GREENVILLE, Maine — Unless selectmen vote to do otherwise next week, there will be no request for funding from property taxes on this year’s annual June 1 town meeting warrant to help fund snowmobile trail grooming.
Selectmen voted at a board meeting Wednesday not to include an article on the warrant for a local contribution, but may reconsider the article at a special meeting at 6 p.m. Wednesday, May 12, in the town office, when they complete the town meeting warrant.
The town is completing a one-year contract with Laurie and John Waitkus of Greenville ITS Trail Grooming for maintenance of the Interconnected Trail System for 2009-2010. To fulfill that contact a $28,700 appropriation from property taxes was approved by residents at last year’s town meeting. It was expected that residents would be asked again for the same contribution.
Selectman Alan McBrierty, who said he had nothing against snowmobiling and recognized it was important to the local economy, was adamant that no property taxes be used to fund trail grooming next year. “How can we justify $28,000 for recreation” when town officials are taking away other municipal services, he asked Wednesday. McBrierty said property taxpayers should not be paying for trail grooming; rather, it should be the users. Other board members agreed with McBrierty.
The selectmen were not opposed to continuing the trail grooming program using state funds but they did ask Greenville Town Manager John Simko to consult with the town’s attorney regarding the trail groomer agreement.
That agreement allowed the Waitkuses to purchase the town’s Piston Bully trail groomer by making annual payments to the town equal to the annual debt service of about $22,000 paid by the town on the outstanding loan. The town pays the annual debt service through the state trail grooming reimbursement program and maintains the insurance on the machine.
Over the years, the town has gone from a group of volunteers grooming the trails in 1996 with machines purchased by the town to contracting in 2007 with the Waitkuses, who hired local people to groom the trails and make trail improvements. Under their operation, the trails were lauded by visitors and locals alike, but the good work came with a hefty price.
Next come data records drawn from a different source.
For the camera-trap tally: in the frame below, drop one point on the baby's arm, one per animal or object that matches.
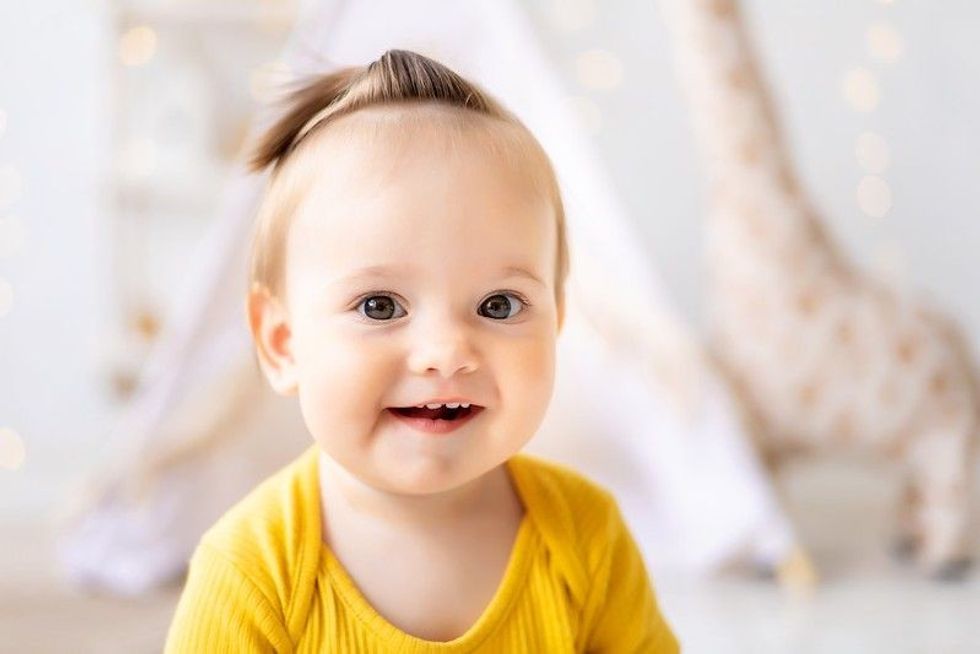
(622, 613)
(222, 610)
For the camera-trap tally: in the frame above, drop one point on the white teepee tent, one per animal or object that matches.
(205, 428)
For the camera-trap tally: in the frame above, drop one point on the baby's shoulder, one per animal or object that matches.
(559, 483)
(266, 535)
(578, 511)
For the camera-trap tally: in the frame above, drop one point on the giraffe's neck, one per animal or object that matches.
(751, 174)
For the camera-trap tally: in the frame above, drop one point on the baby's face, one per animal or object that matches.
(417, 273)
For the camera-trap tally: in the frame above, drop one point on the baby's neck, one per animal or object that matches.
(344, 499)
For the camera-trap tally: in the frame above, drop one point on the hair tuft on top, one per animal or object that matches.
(397, 76)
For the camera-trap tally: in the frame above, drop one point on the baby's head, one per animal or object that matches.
(410, 248)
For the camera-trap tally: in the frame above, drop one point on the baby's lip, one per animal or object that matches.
(447, 400)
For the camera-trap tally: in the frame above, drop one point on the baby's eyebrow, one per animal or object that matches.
(371, 272)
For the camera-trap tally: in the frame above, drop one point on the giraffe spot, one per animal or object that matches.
(787, 183)
(754, 224)
(888, 394)
(907, 349)
(808, 301)
(739, 78)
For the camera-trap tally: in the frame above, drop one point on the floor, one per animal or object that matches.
(866, 601)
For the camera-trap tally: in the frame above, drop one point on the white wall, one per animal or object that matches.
(53, 80)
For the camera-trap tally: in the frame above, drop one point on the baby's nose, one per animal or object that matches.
(446, 351)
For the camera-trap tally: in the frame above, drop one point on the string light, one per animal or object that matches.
(599, 69)
(266, 79)
(12, 453)
(587, 111)
(137, 45)
(572, 15)
(138, 158)
(11, 236)
(872, 152)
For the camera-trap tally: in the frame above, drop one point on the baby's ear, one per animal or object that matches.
(272, 334)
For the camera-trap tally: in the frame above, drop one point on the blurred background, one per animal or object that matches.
(119, 124)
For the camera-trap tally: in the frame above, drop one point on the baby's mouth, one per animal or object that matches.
(442, 413)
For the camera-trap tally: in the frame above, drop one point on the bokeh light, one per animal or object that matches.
(137, 45)
(874, 196)
(587, 110)
(138, 158)
(266, 80)
(884, 42)
(599, 69)
(872, 152)
(860, 89)
(12, 453)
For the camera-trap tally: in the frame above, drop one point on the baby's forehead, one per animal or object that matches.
(377, 140)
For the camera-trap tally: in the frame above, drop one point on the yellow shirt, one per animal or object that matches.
(262, 580)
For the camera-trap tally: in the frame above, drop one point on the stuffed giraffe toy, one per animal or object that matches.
(822, 356)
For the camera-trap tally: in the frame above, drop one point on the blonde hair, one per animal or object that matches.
(399, 78)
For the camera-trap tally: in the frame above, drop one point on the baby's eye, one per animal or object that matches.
(499, 306)
(379, 307)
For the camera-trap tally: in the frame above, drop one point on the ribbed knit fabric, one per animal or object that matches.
(262, 580)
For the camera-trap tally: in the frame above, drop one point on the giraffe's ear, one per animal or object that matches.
(272, 333)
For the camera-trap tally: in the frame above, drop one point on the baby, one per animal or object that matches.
(407, 287)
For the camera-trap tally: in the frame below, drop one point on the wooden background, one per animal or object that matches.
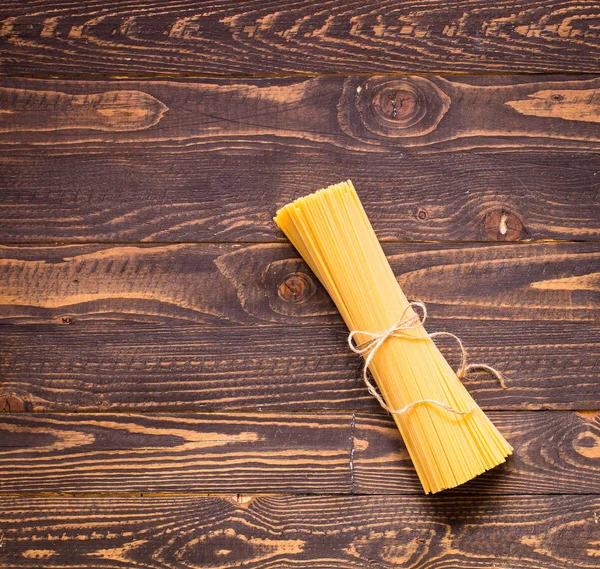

The couple ended up paying $64,402 their first year from their own pockets to augment the local donations from businesses and the state grant. The grooming cost $96,369 that year while the revenues amounted to $31,967. Those revenues included a state grant of $25,215 from snowmobile registrations and donations from businesses and the public.
When the couple said they could not continue to absorb the extra cost, residents last year kicked in with the $28,700 contribution.
Without the local appropriation next year, the Waitkuses may or may not be able to enter into another contract with the town, Simko said.